The world’s darkest rums shine bright in classic cocktails the Corn ‘N’ Oil and the Dark ‘N’ Stormy. “You can’t make those drinks without a blackstrap rum,” says Shannon Mustipher, rum expert and author of “Tiki: Modern Tropical Cocktails.”
“Blackstrap” is an unofficial rum category whose identity has evolved over time. “Historically, blackstrap was a rum that used a grade of molasses where there was virtually no sugar left,” Mustipher explains. Nowadays, bottles like Cruzan Black Strap, Bacardi Black, Kraken Black, and Goslings Black Seal offer the best examples of the inky contemporary style, also referred to as “black rum,” which is rich in flavor and has a full-bodied mouthfeel.
All rum starts life as sugarcane. On French-speaking Caribbean islands, rum distillers typically use the juice of freshly crushed canes, while on Spanish- and English-speaking isles, distillers favor molasses, the sticky, dark syrup left behind when cane juice evaporates to form sugar crystals.
Cane juice and its byproducts can be boiled three times. The final cycle creates a mineral-rich molasses called blackstrap, which contains the lowest sugar content of any cane product. Compared with the jars of molasses sold in your local grocery store for cooking and baking, blackstrap has a bitter, earthy, salty flavor, and a darker, thicker consistency.
Throughout the Caribbean, few producers continue to use a 100 percent blackstrap base for their rums. Many may still include a portion of the product, though rums labeled “blackstrap” are typically no different in their composition to any other style. The category’s distinct flavor profile — crafted to mimic molasses — is instead achieved by adding sweeteners and flavorings, occasionally blackstrap itself.
As for its midnight color? That, too, is artificial. “[Blackstrap rums] are primarily lighter rums with less age — maybe only two years,” Mustipher says. Producers add caramel coloring to give these rums the appearance of being much older, but in reality, even 50 years aging in a barrel might not yield a spirit so dark.
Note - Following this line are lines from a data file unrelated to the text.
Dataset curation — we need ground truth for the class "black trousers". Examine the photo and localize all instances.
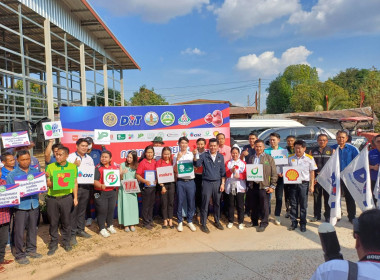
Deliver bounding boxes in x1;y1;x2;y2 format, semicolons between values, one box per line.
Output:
194;174;202;215
141;187;156;226
46;195;73;248
228;193;245;224
94;189;117;230
71;184;90;235
0;223;9;263
250;186;270;227
13;208;40;260
161;182;175;220
313;183;330;220
201;180;221;226
340;180;356;220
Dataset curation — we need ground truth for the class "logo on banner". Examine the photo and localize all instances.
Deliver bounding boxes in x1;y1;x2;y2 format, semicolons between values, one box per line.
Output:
161;111;175;126
120;115;142;126
105;171;119;186
103;112;117;127
144;111;158;126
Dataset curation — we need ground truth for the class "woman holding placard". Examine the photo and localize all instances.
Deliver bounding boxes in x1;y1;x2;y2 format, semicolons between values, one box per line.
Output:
225;147;247;229
136;146;157;230
94;151;120;237
117;151;139;232
156;147;175;229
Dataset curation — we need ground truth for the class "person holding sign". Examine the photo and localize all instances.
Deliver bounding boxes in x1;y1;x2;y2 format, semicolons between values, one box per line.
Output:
247;140;278;232
7;150;42;264
193;138;226;233
156;147;175;229
94;151;120;237
46;146;78;256
136;146;157;230
285;140;318;232
173;136;196;232
117;151;139;232
226;147;246;229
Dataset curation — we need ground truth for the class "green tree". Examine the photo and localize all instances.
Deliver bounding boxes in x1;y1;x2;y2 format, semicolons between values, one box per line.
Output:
129;85;169;106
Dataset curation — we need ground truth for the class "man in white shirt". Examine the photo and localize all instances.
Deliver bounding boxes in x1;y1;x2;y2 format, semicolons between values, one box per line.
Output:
67;138;94;246
310;209;380;280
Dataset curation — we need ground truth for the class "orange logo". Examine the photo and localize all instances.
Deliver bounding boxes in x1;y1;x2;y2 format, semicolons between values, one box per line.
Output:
285;169;300;181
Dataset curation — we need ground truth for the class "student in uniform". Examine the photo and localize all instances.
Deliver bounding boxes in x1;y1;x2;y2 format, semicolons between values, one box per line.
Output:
117;151;139;232
136;146;157;230
46;146;78;256
94;151;120;237
225;147;247;229
156;147;175;229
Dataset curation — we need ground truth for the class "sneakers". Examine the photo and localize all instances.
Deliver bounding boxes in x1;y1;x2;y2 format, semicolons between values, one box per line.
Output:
177;222;183;232
107;225;117;234
86;218;92;227
99;228;111;238
187;223;197;231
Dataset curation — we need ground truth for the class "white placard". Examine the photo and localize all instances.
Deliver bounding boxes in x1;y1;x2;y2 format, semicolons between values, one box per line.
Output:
94;129;111;145
42;121;63;140
270;149;289;165
157;166;174;184
103;169;120;188
121;179;140;193
246;164;264;182
77;165;95;184
283;166;303;184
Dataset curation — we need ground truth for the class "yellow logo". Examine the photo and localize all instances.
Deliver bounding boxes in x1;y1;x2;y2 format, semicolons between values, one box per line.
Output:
103;112;117;127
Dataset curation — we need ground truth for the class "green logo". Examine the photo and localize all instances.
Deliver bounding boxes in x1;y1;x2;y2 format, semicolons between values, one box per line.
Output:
117;134;126;140
161;111;175;126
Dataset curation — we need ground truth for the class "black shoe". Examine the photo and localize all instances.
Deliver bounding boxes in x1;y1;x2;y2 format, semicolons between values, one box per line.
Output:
201;226;210;233
77;230;91;238
215;222;224;230
257;227;265;232
70;236;78;246
26;252;42;259
47;246;58;256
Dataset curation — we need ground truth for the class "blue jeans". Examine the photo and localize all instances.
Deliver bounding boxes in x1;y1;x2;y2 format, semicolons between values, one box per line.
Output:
177;179;196;223
289;181;309;225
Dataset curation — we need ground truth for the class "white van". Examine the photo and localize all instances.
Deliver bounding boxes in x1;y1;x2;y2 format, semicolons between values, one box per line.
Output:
230;119;304;144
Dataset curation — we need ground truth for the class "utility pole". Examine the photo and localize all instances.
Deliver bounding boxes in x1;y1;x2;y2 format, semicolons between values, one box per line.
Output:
257;78;261;115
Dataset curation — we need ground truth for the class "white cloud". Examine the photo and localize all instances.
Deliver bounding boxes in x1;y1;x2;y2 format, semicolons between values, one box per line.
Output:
181;48;206;55
236;46;312;78
214;0;301;39
90;0;210;23
288;0;380;36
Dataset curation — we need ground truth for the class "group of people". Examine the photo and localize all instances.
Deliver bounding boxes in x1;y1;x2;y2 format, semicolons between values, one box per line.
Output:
0;131;380;271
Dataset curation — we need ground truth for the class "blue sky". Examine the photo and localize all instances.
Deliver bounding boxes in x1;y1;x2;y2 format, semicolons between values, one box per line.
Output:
88;0;380;109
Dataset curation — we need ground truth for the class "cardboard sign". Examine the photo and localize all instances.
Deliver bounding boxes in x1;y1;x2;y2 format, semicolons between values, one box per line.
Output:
103;169;120;188
1;131;30;149
157;166;174;184
77;165;95;184
246;164;264;182
121;179;140;193
15;172;48;197
94;129;111;145
283;166;302;184
144;170;156;187
270;149;289;165
42;121;63;140
53;169;76;191
0;184;20;208
177;162;194;178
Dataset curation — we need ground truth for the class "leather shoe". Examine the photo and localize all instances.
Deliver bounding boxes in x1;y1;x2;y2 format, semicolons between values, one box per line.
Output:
201;226;210;233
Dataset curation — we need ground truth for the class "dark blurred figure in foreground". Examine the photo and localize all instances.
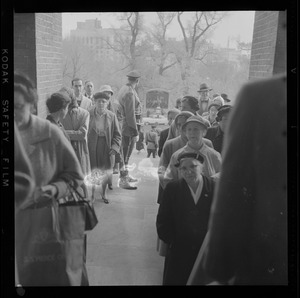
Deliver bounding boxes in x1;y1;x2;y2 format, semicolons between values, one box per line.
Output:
198;75;288;285
205;105;232;153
It is this distinctive color, however, that typifies the Corn ‘N’ Oil (a mix of blackstrap, spiced cane juice, lime, and bitters) and the Dark ‘N’ Stormy (a blend of blackstrap rum and ginger beer, famously trademarked by Goslings). Mustipher says blackstrap can also be used as “salt and pepper” to adjust cocktails’ profiles. The rum’s bitter notes help balance sweeter or more sour-leaning drinks, she explains.
A handful of American craft distillers are now embracing blackstrap molasses. Instead of using it to create inky black rums, they include it in the base of their white rums.
For its Blanco Rum, Utah’s Waterpocket Distillery combines blackstrap molasses with refined Turbinado sugar. “We blend them in a mixing tank prior to fermentation,” co-owner Adam Scott tells VinePair. “You have to have a lot of hot water at your distillery if you want to work with blackstrap.” Waterpocket sources its blackstrap from Louisiana and Scott favors the style for its complex, bitter profile and “beautiful” nose.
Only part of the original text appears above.